Tobacco use is responsible for five million, or 12 per cent, of all deaths of adults above the age of 30 globally each year – equivalent to one death every six seconds – noted a WHO mortality report released in March this year.

According to WHO, the Framework Convention on Tobacco Control – an evidence-based treaty that reaffirms the right of all people to the highest standard of health – represents a milestone for the promotion of public health and provides new legal dimensions for international health cooperation. It is the first international treaty negotiated under the health agency’s auspices, and was developed in response to the globalization of the tobacco epidemic.

The number of Parties to the Convention has grown steadily over the years, from the 40 parties that brought the treaty into force in 2005, to 113 at the first session of COP in 2006, and 176 as of today. The COP, the central organ and governing body of the WHO FCTC, is set to review it and further promote its implementation at its session, which began today and ends on Saturday.

“The tobacco industry behaves like a corrosive substance that can eat through, or seep through, any crack or fissure in the armour of our defences. Our response must be to seal all these cracks and fissures, one by one, with science and evidence, supported by instruments for applying this knowledge and backed by the rule of law,” Dr. Chan said.

“This is what you are doing,” she continued. “This is what makes the work of this conference so monumentally important. With the guidelines and recommendations you put forward, and now with the first protocol before you for approval, you are hemming in the enemy, cutting off its options, giving it less space to manoeuvre.”

Amongst a range of items on its agenda, the Fifth Session of COP is also expected to adopt a protocol to eliminate the illicit trade in tobacco products – once adopted, it will be the first protocol to the WHO FCTC and an international treaty in itself.

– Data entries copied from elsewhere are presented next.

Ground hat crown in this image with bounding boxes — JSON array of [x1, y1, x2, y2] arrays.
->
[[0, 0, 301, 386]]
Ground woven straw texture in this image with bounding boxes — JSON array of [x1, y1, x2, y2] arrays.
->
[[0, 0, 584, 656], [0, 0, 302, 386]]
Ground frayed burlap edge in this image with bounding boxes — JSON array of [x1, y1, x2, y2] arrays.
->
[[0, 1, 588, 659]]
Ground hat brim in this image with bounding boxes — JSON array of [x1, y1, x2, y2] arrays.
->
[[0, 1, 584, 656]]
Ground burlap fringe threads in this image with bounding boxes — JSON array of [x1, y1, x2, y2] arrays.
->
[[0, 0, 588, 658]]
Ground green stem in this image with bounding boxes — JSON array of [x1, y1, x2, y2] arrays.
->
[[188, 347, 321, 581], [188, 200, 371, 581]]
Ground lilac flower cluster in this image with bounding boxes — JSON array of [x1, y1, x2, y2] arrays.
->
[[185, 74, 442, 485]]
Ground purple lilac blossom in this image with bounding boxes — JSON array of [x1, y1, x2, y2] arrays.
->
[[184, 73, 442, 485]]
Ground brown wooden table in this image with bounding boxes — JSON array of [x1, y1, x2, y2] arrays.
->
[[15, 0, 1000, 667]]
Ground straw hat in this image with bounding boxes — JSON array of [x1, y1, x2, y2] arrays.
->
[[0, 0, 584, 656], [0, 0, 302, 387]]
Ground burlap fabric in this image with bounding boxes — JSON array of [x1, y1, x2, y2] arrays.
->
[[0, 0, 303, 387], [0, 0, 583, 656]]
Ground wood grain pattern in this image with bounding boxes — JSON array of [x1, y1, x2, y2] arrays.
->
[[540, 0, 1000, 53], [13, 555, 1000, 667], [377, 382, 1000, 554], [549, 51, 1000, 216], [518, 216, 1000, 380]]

“The protocol gives the world an orderly rules-based instrument for countering and eventually eliminating a sophisticated international criminal activity that costs a lot, also for health,” Dr. Chan said. “Illicit trade is bad for health because it circumvents measures, like taxes and price increases, that are known to reduce demand. In other words, illicit trade seriously compromises effective implementation of the treaty.”

Citing past experience, the WHO chief noted that the tobacco industry will challenge “the best science, promote arguments that have nothing to do with the facts, and fund front groups to give these arguments a cloak of legitimacy,” as well as engage in other activities, such as lobbying lawmakers and funding plaintiffs to challenge legislation.

Dr. Chan added that in a “recent and most disturbing trend,” efforts to resolve differences between governments and the tobacco industry have moved to the courtroom. In this regard, she lauded recent legal rulings in Australia and Norway which upheld the legality of tough control measures – and noted the support for other countries facing similar interference.

“Of course, industry will have its day and its say in the media. Australia’s law is not a good one, they say. It will be a bonanza for the black market and benefit no one but organized crime, including groups that support terrorists. Let them rattle their sabres,” Dr. Chan said.

“Australia’s law mandating plain packaging, a world first, is based on rigorous research. It peels the glamour off a package full of harm and replaces it with the truth. It will have vast benefits for health,” she added. “I want to thank civil society for doing so much to counter industry’s claims with the facts, to expose their duplicity to the public eye.”